The trap is believing a PDF is read top to bottom like source code. It is not. The body can be in any object order. Object numbers need not be sequential in the file, and a reader never relies on them being so. The only authoritative index is the cross-reference section, and the only way to find that is the trailer at the end. A PDF with a perfectly valid body and a single wrong number in startxref is unreadable. A PDF with objects written in a scrambled order but a correct cross-reference table is fine. Position is meaningless; the recorded position is everything.

This page describes file structure, not page content. How marks get onto a page — content streams, graphics operators, text showing — is a separate topic. It also does not cover what happens when a file is changed after it is written. That is the job of incremental updates, where the writer appends a second cross-reference section and the trailer chains backward.

NextPDF is a writer. The behavior described here is how it serializes a document it built. It is not a general-purpose PDF parser or repair tool. It does not promise to read, reconstruct, or salvage an arbitrary third-party file with a damaged cross-reference table. The guarantee is narrow and deliberate. The files NextPDF writes have offsets that match, because they are measured, not predicted.

Why generation numbers if new files always use 0? Generation numbers exist for object reuse across updates.
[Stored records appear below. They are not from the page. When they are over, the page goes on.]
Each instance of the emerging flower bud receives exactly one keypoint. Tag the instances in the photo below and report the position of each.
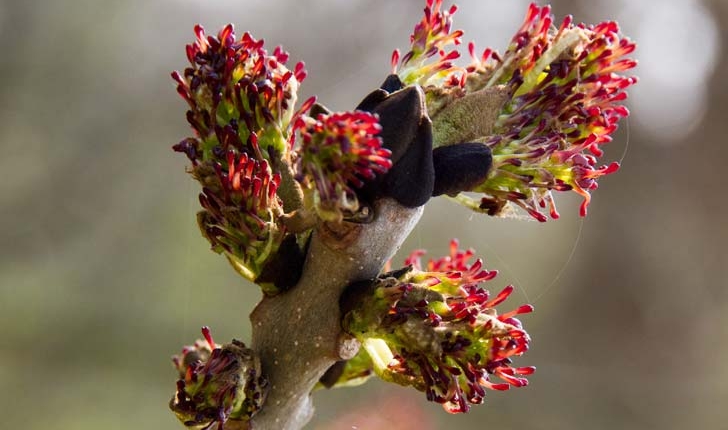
(235, 89)
(338, 153)
(241, 107)
(241, 210)
(429, 39)
(562, 88)
(217, 383)
(435, 329)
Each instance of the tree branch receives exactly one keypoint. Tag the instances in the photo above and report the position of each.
(298, 334)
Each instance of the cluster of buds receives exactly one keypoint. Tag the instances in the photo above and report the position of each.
(241, 108)
(241, 210)
(428, 62)
(217, 383)
(338, 152)
(563, 88)
(434, 328)
(236, 90)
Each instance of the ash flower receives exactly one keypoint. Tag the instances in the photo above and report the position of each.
(241, 108)
(338, 153)
(217, 383)
(563, 87)
(429, 41)
(240, 213)
(236, 90)
(436, 329)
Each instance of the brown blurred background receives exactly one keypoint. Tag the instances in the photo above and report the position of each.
(103, 274)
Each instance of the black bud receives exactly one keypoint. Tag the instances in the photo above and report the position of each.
(460, 167)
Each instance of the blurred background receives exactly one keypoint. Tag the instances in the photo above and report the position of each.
(103, 274)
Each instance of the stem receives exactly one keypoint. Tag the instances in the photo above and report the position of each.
(298, 334)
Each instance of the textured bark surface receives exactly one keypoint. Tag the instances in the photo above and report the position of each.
(298, 334)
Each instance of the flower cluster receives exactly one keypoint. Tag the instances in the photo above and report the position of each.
(240, 213)
(339, 151)
(241, 108)
(564, 88)
(435, 328)
(217, 383)
(236, 90)
(429, 40)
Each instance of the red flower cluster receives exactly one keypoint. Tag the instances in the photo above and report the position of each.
(565, 86)
(442, 333)
(236, 90)
(240, 215)
(217, 383)
(339, 151)
(430, 38)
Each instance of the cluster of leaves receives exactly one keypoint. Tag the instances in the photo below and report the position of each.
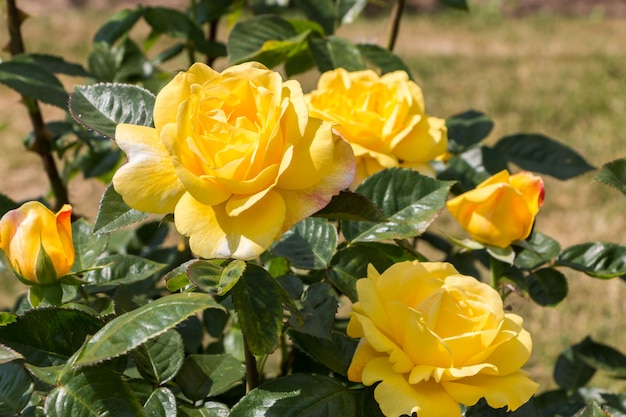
(124, 344)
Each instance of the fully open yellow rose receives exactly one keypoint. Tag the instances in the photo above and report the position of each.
(235, 156)
(383, 118)
(38, 242)
(501, 209)
(434, 339)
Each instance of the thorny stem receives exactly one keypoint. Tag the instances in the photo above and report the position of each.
(396, 17)
(41, 144)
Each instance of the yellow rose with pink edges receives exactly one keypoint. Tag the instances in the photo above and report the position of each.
(435, 339)
(236, 158)
(383, 118)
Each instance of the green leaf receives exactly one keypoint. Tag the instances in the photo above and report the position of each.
(320, 11)
(539, 153)
(158, 360)
(248, 36)
(334, 353)
(161, 403)
(547, 286)
(52, 63)
(119, 269)
(409, 200)
(87, 246)
(205, 376)
(33, 81)
(538, 250)
(383, 58)
(467, 129)
(596, 259)
(101, 107)
(613, 174)
(570, 372)
(117, 26)
(16, 387)
(114, 213)
(319, 307)
(36, 334)
(298, 395)
(136, 327)
(93, 392)
(348, 205)
(350, 264)
(309, 244)
(257, 298)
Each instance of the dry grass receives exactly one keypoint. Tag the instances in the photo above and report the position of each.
(563, 77)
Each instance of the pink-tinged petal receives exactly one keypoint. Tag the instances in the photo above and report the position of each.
(302, 203)
(214, 234)
(148, 182)
(396, 396)
(512, 390)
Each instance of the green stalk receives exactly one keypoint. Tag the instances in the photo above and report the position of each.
(41, 144)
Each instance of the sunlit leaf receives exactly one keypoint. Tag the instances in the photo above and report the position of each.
(101, 107)
(136, 327)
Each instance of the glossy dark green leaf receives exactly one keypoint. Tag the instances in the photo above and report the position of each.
(538, 250)
(614, 174)
(93, 392)
(547, 286)
(309, 244)
(298, 395)
(208, 409)
(467, 129)
(570, 372)
(16, 387)
(597, 259)
(320, 11)
(161, 403)
(119, 269)
(350, 264)
(248, 36)
(34, 82)
(409, 200)
(348, 205)
(101, 107)
(114, 213)
(334, 353)
(117, 26)
(126, 332)
(319, 307)
(36, 334)
(258, 302)
(383, 58)
(52, 63)
(158, 360)
(205, 376)
(539, 153)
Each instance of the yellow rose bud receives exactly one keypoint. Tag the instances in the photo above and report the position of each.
(435, 339)
(501, 209)
(235, 156)
(37, 242)
(383, 118)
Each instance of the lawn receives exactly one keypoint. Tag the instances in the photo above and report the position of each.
(561, 76)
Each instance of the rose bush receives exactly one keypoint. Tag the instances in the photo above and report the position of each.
(501, 209)
(435, 338)
(37, 242)
(383, 118)
(235, 156)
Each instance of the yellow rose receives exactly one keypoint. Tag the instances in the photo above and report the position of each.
(235, 156)
(501, 209)
(434, 339)
(37, 242)
(382, 117)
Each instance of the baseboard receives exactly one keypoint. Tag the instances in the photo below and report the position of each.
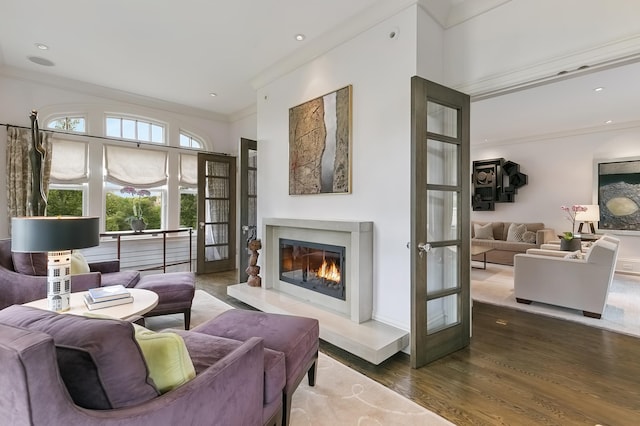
(628, 266)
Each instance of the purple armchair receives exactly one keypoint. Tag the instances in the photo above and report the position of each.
(235, 383)
(17, 288)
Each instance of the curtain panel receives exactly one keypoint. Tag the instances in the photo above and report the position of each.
(19, 176)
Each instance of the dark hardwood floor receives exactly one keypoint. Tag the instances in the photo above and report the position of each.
(520, 369)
A freshly written file has every object at generation 0. Non-zero generations appear only when a file has been incrementally updated and an object number is recycled.

Can two objects have the same number? In a single cross-reference section, no. Across incremental updates a file can physically contain several copies of the same object number. The most recent cross-reference entry wins. That is the subject of the next page.
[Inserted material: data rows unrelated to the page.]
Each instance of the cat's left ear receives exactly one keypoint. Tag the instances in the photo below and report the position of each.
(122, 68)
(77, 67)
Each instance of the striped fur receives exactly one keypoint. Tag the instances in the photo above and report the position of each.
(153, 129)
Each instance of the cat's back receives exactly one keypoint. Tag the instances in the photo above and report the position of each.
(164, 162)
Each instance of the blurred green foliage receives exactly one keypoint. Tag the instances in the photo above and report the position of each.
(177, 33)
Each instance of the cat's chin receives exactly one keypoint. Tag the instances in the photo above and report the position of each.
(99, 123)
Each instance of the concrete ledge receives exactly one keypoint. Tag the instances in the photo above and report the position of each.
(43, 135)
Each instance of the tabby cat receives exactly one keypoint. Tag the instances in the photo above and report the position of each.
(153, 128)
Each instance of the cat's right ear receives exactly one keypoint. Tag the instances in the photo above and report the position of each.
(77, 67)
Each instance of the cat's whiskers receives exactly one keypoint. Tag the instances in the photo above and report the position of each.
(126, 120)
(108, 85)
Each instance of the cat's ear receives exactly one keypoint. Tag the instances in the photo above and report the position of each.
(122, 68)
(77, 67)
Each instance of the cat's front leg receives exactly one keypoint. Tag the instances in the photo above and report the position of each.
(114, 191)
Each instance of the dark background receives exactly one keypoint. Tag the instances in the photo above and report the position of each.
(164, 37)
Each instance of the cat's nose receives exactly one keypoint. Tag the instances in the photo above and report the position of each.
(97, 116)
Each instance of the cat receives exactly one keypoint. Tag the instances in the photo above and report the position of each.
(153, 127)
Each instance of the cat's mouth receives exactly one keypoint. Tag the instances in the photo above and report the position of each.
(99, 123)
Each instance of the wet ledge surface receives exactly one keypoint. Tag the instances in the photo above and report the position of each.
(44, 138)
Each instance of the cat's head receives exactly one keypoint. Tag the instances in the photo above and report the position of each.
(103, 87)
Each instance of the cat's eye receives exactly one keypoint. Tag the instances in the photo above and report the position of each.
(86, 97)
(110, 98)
Does object order in the file matter for output? No. NextPDF writes objects in a deterministic order for reproducible builds, but a reader resolves everything through the cross-reference section, so the physical order is not semantically meaningful.

  • Indirect object — a numbered object in the body, written as N G obj … endobj, where N is the object number and G the generation number.
  • Indirect reference — a pointer to an indirect object, written N G R.
  • Cross-reference table (xref) — the index from object number to byte offset. In PDF 2.0 this is usually a cross-reference stream (/Type /XRef) instead of the classic 20-byte-per-entry text table.
  • Trailer — the dictionary at the end of a cross-reference section that names /Root (the document catalog) and /Size, and is found via the startxref offset.
  • Object stream — a stream object that itself contains other indirect objects (compressed together); members have no obj/endobj and generation zero.
  • Document catalog — the object named by /Root; the entry point to the page tree and everything else in the document.